Sebbene questo trial abbia delle limitazioni (studio monocentrico, follow-up solo di 1 anno, unico marker di miocardionecrosi disponibile per tutti solo la troponina ultrasensibile), consente di fare almeno 2 importanti considerazioni:
- L’IPP definito da 3UD e 4UD è stato da 7 a 9 volte più frequente rispetto a quello definito con ARC-2 e SCAI. Questo è comprensibile dal momento che le prime due definizioni includono variazioni della troponina ultrasensibile anche modeste che potrebbero essere interpretate come piccoli IPP clinicamente non rilevanti come suggerito da un recente documento di consenso della Società Europea di Cardiologia in cui viene consigliato come cut-off accurato un valore superiore a 5 volte il limite alto di normalità. (7) È importante ricordare che includere nella diagnosi di IPP anche quelli non clinicamente rilevanti ha un impatto sui costi (esami strumentali addizionali, terapie farmacologiche e durata della degenza ospedaliera) oltre che ridurre la affidabilità dell’endpoint e l’interpretazione dei dati che ne derivano.

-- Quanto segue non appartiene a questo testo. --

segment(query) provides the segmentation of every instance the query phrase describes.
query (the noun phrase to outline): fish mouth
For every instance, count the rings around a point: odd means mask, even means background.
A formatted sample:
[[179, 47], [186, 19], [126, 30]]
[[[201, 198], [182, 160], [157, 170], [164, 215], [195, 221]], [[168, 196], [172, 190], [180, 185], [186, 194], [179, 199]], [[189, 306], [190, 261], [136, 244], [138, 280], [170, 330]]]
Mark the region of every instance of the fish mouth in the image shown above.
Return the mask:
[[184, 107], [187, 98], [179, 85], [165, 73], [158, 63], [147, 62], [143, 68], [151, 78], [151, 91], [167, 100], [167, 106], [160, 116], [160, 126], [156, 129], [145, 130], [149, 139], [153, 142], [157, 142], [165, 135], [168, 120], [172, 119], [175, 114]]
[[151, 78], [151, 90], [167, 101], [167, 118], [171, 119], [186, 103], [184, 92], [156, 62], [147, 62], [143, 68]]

- I pazienti in cui si verifica un IPP, indipendentemente dalla definizione utilizzata, hanno un più alto rischio di eventi avversi ad 1 anno rispetto ai pazienti senza questa complicanza. Tuttavia, le definizioni 3UD e 4UD sono risultate avere un impatto prognostico inferiore rispetto alle definizioni ARC-2 e SCAI che identificano invece soggetti con aumenti non marginali dei valori di troponina ultrasensibile (>35 volte il limite alto di normalità) avendo sicuramente accuratezza e specificità maggiori. I criteri ancillari per IPP combinati con i valori di troponina ultrasensibile aumentano l’accuratezza e la specificità ma riducono la sensibilità.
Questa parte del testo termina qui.